Saturday Ramble: Hilarity is dangerous; Cam fights back … sort of
Manic comedian Russell Brand has an interesting observation in The Guardian. Referring to the death of fellow funny man Robin Williams he writes of “the all-encompassing sadness of the world.”
It’s undoubtedly a law of life or, at the very least, a truism, that too much of anything, whether it be mood or activity, triggers its opposite in the human mind.
Nature has an instinct towards balance, compensating for any excess by reaching for the contrary. Thus an endless diet of comedy shows on television is sure to reduce us to misery in the end.
I only have to listen to a minute or two of the raucous canned laughter that often accompanies them to sink into a welcome gloom.
We are not built for too much of anything, however compelling or interesting at first. Nothing induces laughter more than several back-to-back renditions of Pagliacci’s despairing aria.
The long face of the clown is not a stereotype for nothing.
It follows that Russell Brand’s “all-encompassing sadness of the world” will, in time, reappear as hilarity.
And sure enough …
I’ve just had an email from David Cameron. Well … not precisely from the PM, but Conservative Central Office promoting the Tory party.

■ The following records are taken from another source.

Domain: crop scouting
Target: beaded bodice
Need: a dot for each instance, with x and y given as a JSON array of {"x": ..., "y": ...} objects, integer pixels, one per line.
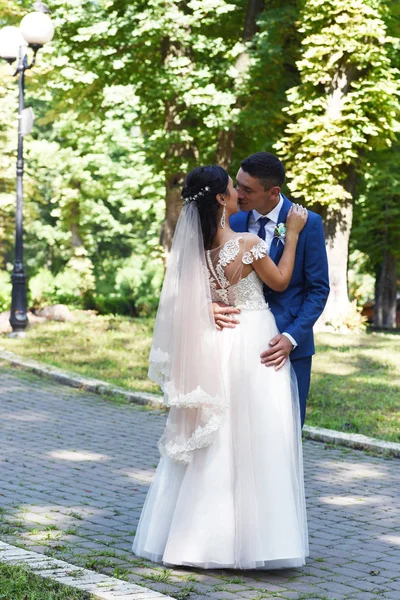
[{"x": 225, "y": 272}]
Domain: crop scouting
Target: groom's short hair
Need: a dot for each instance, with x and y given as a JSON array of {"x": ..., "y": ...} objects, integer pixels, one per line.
[{"x": 265, "y": 166}]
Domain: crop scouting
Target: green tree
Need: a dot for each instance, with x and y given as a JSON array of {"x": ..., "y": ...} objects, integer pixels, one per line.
[
  {"x": 377, "y": 230},
  {"x": 345, "y": 106}
]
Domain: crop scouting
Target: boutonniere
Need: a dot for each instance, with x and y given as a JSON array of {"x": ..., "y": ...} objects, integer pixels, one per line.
[{"x": 280, "y": 232}]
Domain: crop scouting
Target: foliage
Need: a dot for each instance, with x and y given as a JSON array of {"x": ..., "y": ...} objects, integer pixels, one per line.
[
  {"x": 355, "y": 384},
  {"x": 130, "y": 95},
  {"x": 361, "y": 283},
  {"x": 347, "y": 102}
]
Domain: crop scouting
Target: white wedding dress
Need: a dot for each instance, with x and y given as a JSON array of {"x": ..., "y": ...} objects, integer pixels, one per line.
[{"x": 240, "y": 502}]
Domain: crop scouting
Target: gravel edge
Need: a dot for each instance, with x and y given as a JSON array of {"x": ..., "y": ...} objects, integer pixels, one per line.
[
  {"x": 319, "y": 434},
  {"x": 101, "y": 587}
]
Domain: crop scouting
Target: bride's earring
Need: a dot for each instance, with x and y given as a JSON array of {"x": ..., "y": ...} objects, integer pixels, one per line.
[{"x": 223, "y": 218}]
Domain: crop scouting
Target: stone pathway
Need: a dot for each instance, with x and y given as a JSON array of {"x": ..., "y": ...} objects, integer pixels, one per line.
[{"x": 75, "y": 468}]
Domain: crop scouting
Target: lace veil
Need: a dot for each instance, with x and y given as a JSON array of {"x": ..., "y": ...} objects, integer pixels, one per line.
[{"x": 184, "y": 358}]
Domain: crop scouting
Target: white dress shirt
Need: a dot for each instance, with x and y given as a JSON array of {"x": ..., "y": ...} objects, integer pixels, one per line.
[{"x": 254, "y": 226}]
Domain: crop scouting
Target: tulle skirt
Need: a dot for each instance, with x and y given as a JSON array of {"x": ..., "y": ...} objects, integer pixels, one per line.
[{"x": 240, "y": 503}]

I’m sure you are terribly interested so here’s how it begins:
I’m passionate about the United Kingdom.
Working together, our family of nations has achieved so much over the years. Our armed forces have defeated dictators and defended freedom, our inventions have shaped the modern world, and our businesses export to every corner of the globe while creating jobs at home. And if we keep working together, even brighter days lie ahead for all of us.
Dear oh dear, who writes this stuff?
It is, of course, a plea for Scotland not to vote for independence.
But, hold on! If it’s so viscerally important, why did he grant a referendum in the first place? I must say, the decision left me speechless.
The Scots are nothing if not rebellious. Give them half a chance at biffing the English and the conclusion is foregone.
There’s only one consolation in a Yes vote. We could at last ditch that unspeakably awful name, “United Kingdom” (Youkay) and return to the glories of “Great Britain”.
You know, it might be worth encouraging our northern neighbours to think positive and vote Yes!